Festhalten oder weitersuchen…, das kann oft sehr schwierig sein. Es gibt ja auch noch viele andere Auslegungsmöglichkeiten….
Bis zum 9. August dieses Jahres war für mich die Welt noch in Ordnung. Die Arbeit machte Spaß, ich genoss das herrlich heiße Badewetter, hatte viel Freude in der täglichen Stillen Zeit und freute mich schon auf eine mehrtägige Radtour. Nachdem meine Mutter nach fünf Urlaubswochen bei mir wieder nach Hause gefahren ist und mich in dieser Zeit schon recht beanspruchte, habe ich mir ja ein paar sonnige Tage auf dem Rad mit abendlichen Biergartenbesuchen regelrecht verdient, so dachte ich es mir, so ganz nach meinem Motto: Festhalten und weitersuchen. Doch der HERR machte einen Strich durch meine Rechnung. Ein harmlos aussehender Unfall beim Badengehen entpuppte sich nach drei Tagen für mich als mittelgroße Katastrophe. Statt einer Salbe gegen eine mögliche Zerrung bekam ich gleich einen Gipsverband rund um das rechte Fußgelenk! Ein Mittelfußknochen ist gebrochen! Und das gerade jetzt, in der heißesten Zeit des Jahres. Vorbei war das badengehen, ganz gemein kam mir das vor, wo ich doch nur 30 m von einem Badestrand entfernt wohne. Die Radtour konnte ich vergessen, die Biergärten sowieso. Auch auf ein weiteres Sommer – Freizeitvergnügen musste ich verzichten, nämlich darauf, die Sonne auf meinen gut eingecremten Pelz scheinen zu lassen und dabei gute Bücher zu lesen. Ich hätte in meinem Gips viel zu sehr geschwitzt, und das wäre auf Dauer ekelhaft geworden! Andererseits ist ein schattiger Aufenthalt in meiner bis zu 30 Grad aufgeheizten Dachgeschosswohnung auch kein wahres Vergnügen Den wunderschönen heißen Badesommer konnte ich also jetzt vergessen, mir blieb in meiner Freizeit nur eine schattige Stelle auf einer Wiese hinter dem Haus, mit Seeblick, doch das war für mich absolut kein Trost. Was bleibt mir da noch übrig? Natürlich, ist doch klar, festhalten an Seinem heilsamen Wort, weitersuchen nach anderen reizvollen Freizeitangeboten geht jetzt ja eh nicht. Heute möchte ich uns zeugnishaft davon berichten, wie schwer es sein kann, sich an Seinem Wort festzuhalten, wenn es einem persönlich nicht ganz so gut geht. Es geht dabei um die Frage, wie wir uns am besten verhalten können, wenn wir leiden müssen. Ich hoffe, ich stelle mich dabei selbst nicht zu sehr in den Mittelpunkt. Dem HERRN gehört all die Ehre. Nach diesen einleitenden Worten folgt wieder eine Übersicht über unsere heutige Predigt.
Hauptteil
1. Schau nicht auf Dich selbst, sondern auf den HERRN
2. Schau nicht auf andere und vergleiche Dich nicht mit ihnen
3. Gib Deine Sorgen ab
Schlussgedanke: Verheißungsvolle Trostworte…

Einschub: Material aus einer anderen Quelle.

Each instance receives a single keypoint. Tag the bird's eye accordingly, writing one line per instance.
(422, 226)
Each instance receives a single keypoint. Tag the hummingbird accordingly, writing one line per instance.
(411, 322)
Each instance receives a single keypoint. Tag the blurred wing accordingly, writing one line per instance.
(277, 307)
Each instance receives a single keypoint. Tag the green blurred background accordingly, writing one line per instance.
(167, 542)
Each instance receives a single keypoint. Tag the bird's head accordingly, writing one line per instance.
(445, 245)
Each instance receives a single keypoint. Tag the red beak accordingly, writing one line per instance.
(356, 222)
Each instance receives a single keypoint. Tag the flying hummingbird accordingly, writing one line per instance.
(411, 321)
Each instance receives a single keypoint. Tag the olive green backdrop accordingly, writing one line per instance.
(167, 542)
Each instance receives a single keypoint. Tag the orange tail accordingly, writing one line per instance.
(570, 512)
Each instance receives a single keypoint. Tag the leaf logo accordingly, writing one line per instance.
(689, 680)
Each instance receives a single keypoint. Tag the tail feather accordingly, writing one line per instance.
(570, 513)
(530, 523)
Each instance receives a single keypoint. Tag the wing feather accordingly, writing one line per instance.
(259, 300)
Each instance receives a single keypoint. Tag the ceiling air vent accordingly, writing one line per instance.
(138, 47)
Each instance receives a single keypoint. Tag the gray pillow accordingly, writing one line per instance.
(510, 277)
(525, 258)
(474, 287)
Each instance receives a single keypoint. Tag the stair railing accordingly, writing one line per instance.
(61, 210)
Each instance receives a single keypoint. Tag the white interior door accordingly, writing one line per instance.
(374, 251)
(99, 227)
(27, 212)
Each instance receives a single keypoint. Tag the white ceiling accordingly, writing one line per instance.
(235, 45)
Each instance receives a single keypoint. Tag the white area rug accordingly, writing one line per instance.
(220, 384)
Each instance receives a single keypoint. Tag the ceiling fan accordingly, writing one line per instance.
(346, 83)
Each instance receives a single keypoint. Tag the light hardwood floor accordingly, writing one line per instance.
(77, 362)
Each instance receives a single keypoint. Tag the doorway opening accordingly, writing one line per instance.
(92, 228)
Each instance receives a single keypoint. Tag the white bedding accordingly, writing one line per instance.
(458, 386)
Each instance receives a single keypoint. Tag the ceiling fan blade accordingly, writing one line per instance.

Singen wir aus Lied 368 die ersten beiden Strophen:
„Komm zum Kreuz mit Deinen Lasten, geh auf Jesus zu. Bei dem Kreuze kannst Du rasten, da ist Ruh! Unter des Gerichtes Ruten sieh am Kreuzesstamm für Dich dulden und verbluten Gottes Lamm!“
Eigentlich geht es mir ja nicht wirklich schlecht. Ich lag in keinem Krankenhaus, und eine Operation stand mir auch nicht bevor. Es gibt hunderte von Millionen Menschen, denen es schlechter geht als mir, sogar auch in dieser Gemeinde. Außerdem habe ich meine guten und schönen Tage in diesem Jahr schon mehr als reichlich gehabt. Ich denke an meine Urlaube zurück, an die herrlichen Bergwanderungen, an die vielen Radtouren, an meine Motorrollerfahrt quer durch Deutschland, an die vielen Besuche dabei… Ich habe mein Leben genossen, und ich denke, der HERR war täglich dabei, auch wenn ich nicht immer in Seinem Sinne gehandelt habe. Mir ging es gut, zu gut. So macht ein Singledasein Spaß, wenn alles bestens und reibungslos verläuft. Doch wie wird es als Single sein, wenn man alt und krank ist? Eigentlich kann ich also so richtig dankbar und zufrieden sein. Doch ich bin undankbar und unzufrieden, denn ich schaue viel zu sehr auf mich und auf meine missliche Situation. Wie kann ich mir da bloß helfen? Natürlich, es hilft nur eines, auf Sein Kreuz zu schauen, sich an Seinem heilsamen Wort festzuhalten. Also, versuchen wir es.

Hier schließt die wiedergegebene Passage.